"A [preacher] who does not love art, poetry, music and nature can be dangerous. Blindness and deafness toward the beautiful are not incidental; they are necessarily reflected in his [preaching]." — BXVI
01 July 2021
27 June 2021
12th and 13th Sundays OT Homilies: Audio Files
13th Sunday OT
Fr. Philip Neri Powell OP
How does faith heal? That is, how does having faith set the stage for being healed? Last Sunday, Jesus rebuked his panicked disciples during a storm, asking them, “Why are you terrified? Do you not yet have faith?” The disciples were freaking out about the possibility of drowning in the storm b/c they did not yet have faith. “Having faith” here is not like having a watch or having a cell phone or having a cold. Faith is not an object that we possess, or a quantity of something that we can gain or lose. Nor is it a condition that we endure. What the disciples lacked – at that point in their training – was a trusting, intimate relationship with their Lord and Savior. Because they did not yet live in the sure hope of the resurrection; because they did not yet see themselves as reflections of the Christ in the world – they feared death. They feared injury and sickness. They feared being cast out. They feared not being seen as prominent men. They feared losing the prestige of being a disciple. They doubt; they worry; they need control. Faith, having a trusting, intimate relationship with Christ, sets the stage for healing.
How does faith heal? Look at the two miracles we have this morning. Jairus' daughter is dying. Jairus runs to find Jesus and begs him to heal her. Jesus, the disciples, and a whole crowd of people head off to Jairus' house. On the way, a woman who's been bleeding for 12yrs touches Jesus' cloak. She is immediately healed. Notice what Jesus says to her, “Daughter, your faith has saved you.” He doesn't say, “Touching my clothes has saved you.” Jesus isn't wearing a Magical Healing Cloak. It's her belief, her trust, her surrender to Christ's power that heals her. She puts away worry and fear and pride and just reaches out in submission to the gift of Christ's presence. . .and touches. In the meantime, Jairus' daughter dies. Jesus says to the father, “Do not be afraid; just have faith.” When Jesus gets to the house, he asks a question much like the one he asked during the storm, “Why this commotion and weeping?” He orders the girl to rise. And she does. How? Because she had faith? No, obviously not. She was dead. Her father's faith saved her.
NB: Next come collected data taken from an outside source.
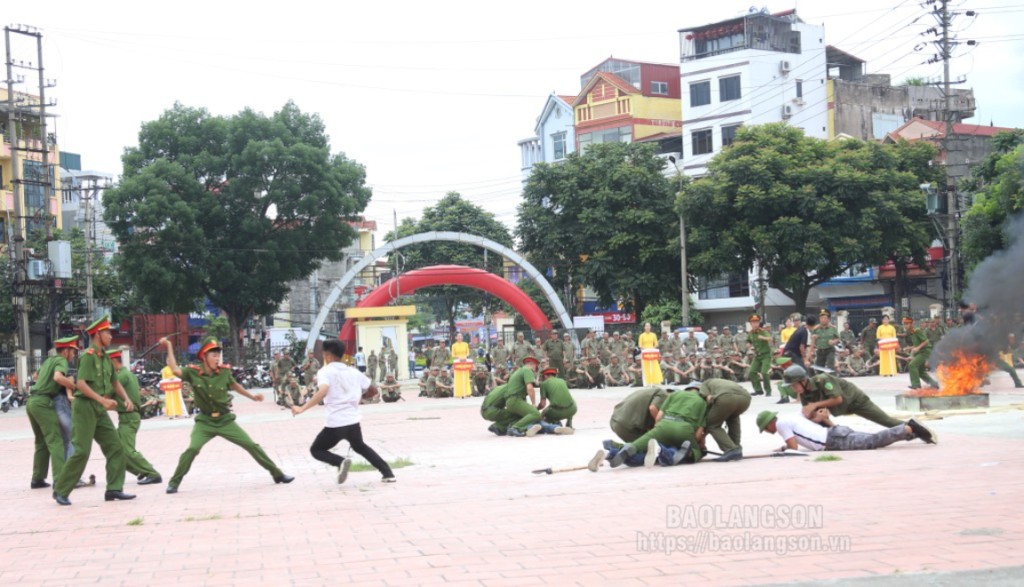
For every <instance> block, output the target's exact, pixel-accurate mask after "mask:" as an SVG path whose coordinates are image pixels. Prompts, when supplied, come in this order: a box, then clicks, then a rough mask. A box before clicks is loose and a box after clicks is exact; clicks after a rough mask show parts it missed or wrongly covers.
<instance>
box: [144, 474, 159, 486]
mask: <svg viewBox="0 0 1024 587" xmlns="http://www.w3.org/2000/svg"><path fill="white" fill-rule="evenodd" d="M162 483H164V477H162V476H160V475H159V474H156V475H153V476H150V475H142V476H140V477H139V478H138V485H140V486H152V485H156V484H162Z"/></svg>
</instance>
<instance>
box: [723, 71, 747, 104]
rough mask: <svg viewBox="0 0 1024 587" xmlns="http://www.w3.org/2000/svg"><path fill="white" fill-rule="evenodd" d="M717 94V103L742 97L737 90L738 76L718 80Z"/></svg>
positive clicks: (737, 87)
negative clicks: (718, 101) (718, 100)
mask: <svg viewBox="0 0 1024 587" xmlns="http://www.w3.org/2000/svg"><path fill="white" fill-rule="evenodd" d="M718 94H719V95H718V99H719V101H729V100H733V99H739V98H740V97H742V96H741V92H740V89H739V76H729V77H727V78H719V80H718Z"/></svg>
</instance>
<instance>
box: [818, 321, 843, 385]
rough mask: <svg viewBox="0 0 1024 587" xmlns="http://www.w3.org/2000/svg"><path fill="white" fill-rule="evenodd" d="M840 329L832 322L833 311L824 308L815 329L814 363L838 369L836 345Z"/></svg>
mask: <svg viewBox="0 0 1024 587" xmlns="http://www.w3.org/2000/svg"><path fill="white" fill-rule="evenodd" d="M839 341H840V337H839V331H838V330H836V327H835V326H833V324H831V313H830V312H829V311H828V310H827V309H822V310H821V312H820V313H819V315H818V326H817V328H815V329H814V365H816V366H818V367H827V368H828V369H831V370H833V371H836V345H837V344H838V343H839Z"/></svg>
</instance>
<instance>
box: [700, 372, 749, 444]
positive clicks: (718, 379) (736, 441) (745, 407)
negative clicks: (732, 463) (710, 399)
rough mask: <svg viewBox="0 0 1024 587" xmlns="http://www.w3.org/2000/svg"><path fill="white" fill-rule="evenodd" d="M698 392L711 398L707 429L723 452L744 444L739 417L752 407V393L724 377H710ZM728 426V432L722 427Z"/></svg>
mask: <svg viewBox="0 0 1024 587" xmlns="http://www.w3.org/2000/svg"><path fill="white" fill-rule="evenodd" d="M698 394H699V395H700V396H701V397H703V399H705V400H706V401H707V400H708V399H709V397H710V399H711V407H710V408H709V409H708V417H707V428H706V429H707V431H708V433H709V434H711V437H713V438H715V442H716V443H718V446H719V448H720V449H722V451H723V452H725V451H731V450H733V449H738V448H740V446H741V445H742V442H741V436H740V431H739V430H740V428H739V417H740V416H741V415H742V414H743V412H746V409H748V408H750V407H751V394H750V393H748V392H746V390H745V389H743V388H742V387H741V386H739V385H738V384H736V383H733V382H731V381H725V380H723V379H709V380H708V381H705V382H702V383H701V384H700V390H699V391H698ZM722 424H725V425H726V426H727V427H728V429H729V430H728V432H726V430H725V429H723V428H722Z"/></svg>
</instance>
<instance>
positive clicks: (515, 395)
mask: <svg viewBox="0 0 1024 587" xmlns="http://www.w3.org/2000/svg"><path fill="white" fill-rule="evenodd" d="M538 365H539V363H538V361H537V359H535V358H534V357H525V358H523V360H522V367H520V368H519V369H517V370H516V371H515V373H513V374H512V375H510V376H509V382H508V383H506V384H505V386H504V387H505V410H507V411H508V412H510V413H511V414H513V415H515V416H518V417H519V419H518V420H516V421H515V422H513V423H512V424H510V425H509V427H508V429H507V430H506V433H507V434H508V435H510V436H532V435H534V434H536V433H538V432H540V431H541V426H539V425H538V424H537V423H538V422H539V421H540V420H541V412H540V411H539V410H538V409H537V408H536V407H535V406H536V405H537V391H536V390H535V388H534V381H536V379H537V367H538ZM527 397H528V399H529V401H528V402H527V401H526V400H527Z"/></svg>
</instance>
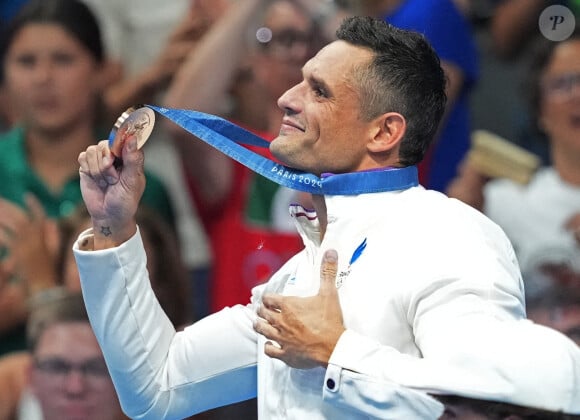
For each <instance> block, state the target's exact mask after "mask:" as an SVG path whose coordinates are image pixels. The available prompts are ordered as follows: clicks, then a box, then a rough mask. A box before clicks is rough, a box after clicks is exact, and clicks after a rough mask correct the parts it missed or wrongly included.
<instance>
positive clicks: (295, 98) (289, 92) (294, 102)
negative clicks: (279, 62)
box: [278, 83, 301, 114]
Her father's belief, trust, and surrender to the presence of Christ saved her. These are miracles of healing and resurrection. Not everyday events. Nonetheless, faith prepares the stage for our healing, our salvation.
We understand faith to be a believing, trusting, intimate relationship with the Father through Christ Jesus. Faith is not an object or a condition or quantity of something to be counted. Faith is the good habit of trusting that God has made good on His promises. Faith is a disposition, an inclination. Faith is the first and last place we go to find our peace and see ourselves settled into the loving routine of becoming Christs for the world. When disease, accident, natural disaster, financial misfortune, death, sin – when any of these almost inevitable events occur, how we respond judges our faith. If you respond with panic, anxiety, worry, fear, violence – well, maybe your relationship with the Father through Christ Jesus isn't as strong as you thought. Maybe your friendship with Christ lacks intimacy, lacks surrender. Maybe you're holding something back – just in case Christ doesn't meet your expectations. How well would a marriage work if you didn't trust your spouse? How well does parenting work if you love your children conditionally? How about that friendship where your friend betrays your confidence on a regular basis? How's that working for you? Think carefully: what am I holding back from Christ? How am I failing to trust him?
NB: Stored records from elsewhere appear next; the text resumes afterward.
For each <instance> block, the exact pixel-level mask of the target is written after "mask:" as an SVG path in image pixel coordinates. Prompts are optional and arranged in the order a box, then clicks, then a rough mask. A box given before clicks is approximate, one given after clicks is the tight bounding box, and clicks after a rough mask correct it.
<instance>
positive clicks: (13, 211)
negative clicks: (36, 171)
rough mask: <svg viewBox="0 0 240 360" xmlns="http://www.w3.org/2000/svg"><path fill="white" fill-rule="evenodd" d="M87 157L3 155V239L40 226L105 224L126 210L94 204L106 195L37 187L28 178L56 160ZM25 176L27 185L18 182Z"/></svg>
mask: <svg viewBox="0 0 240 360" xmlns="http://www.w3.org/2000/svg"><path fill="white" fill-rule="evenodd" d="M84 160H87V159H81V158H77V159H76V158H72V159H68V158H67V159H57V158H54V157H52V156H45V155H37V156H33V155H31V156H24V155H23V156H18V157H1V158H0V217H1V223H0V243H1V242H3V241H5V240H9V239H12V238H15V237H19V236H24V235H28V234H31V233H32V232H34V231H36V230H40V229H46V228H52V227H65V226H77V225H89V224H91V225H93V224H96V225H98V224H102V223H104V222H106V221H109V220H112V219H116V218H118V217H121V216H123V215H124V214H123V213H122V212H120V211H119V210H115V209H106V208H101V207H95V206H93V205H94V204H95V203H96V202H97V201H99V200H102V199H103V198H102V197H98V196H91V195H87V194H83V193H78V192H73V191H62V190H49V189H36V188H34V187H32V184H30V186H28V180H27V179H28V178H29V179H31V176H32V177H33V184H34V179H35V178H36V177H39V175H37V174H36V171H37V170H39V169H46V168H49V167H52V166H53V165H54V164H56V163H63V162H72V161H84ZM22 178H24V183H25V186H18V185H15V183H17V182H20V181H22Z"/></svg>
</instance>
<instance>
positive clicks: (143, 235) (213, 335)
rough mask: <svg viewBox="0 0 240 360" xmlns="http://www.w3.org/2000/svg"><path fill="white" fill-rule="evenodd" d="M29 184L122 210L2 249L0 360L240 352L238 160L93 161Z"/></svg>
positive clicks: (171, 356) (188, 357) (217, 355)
We cannot heal ourselves. Sure, we can bandage up cuts and scrapes, but I'm talking about the sort of healing that brings us to eternal life. Salvation. The healing of our relationship with God the Father. Only Christ that heal that wound. Jesus says to the woman, “Your faith has saved you.” Your trusting, believing, intimate surrender to me has gained you salvation. And with salvation gained, with our hearts and minds focused on eternal life, what's a storm, a disease; what's a natural disaster or even a death? Tragic? Yes, absolutely! Do we grieve? Of course we do! But we carry on growing in holiness, surrendering ourselves to being perfected in Christ, and being his ministers in the world. The Enemy wants us to panic, to be worried, to shrink away in fear. He wants us scattered, crying and wailing, hoarding our graces just in case, ya never know. Why? Because he needs us to think we're in control. He needs us to behave as if we're in control. That way, his power grows; his influence increases. We belong to Christ. Not to the world. Faith is how we show the world that we belong to Christ. Show the world that you are healed. Show the world that you have surrendered to Christ.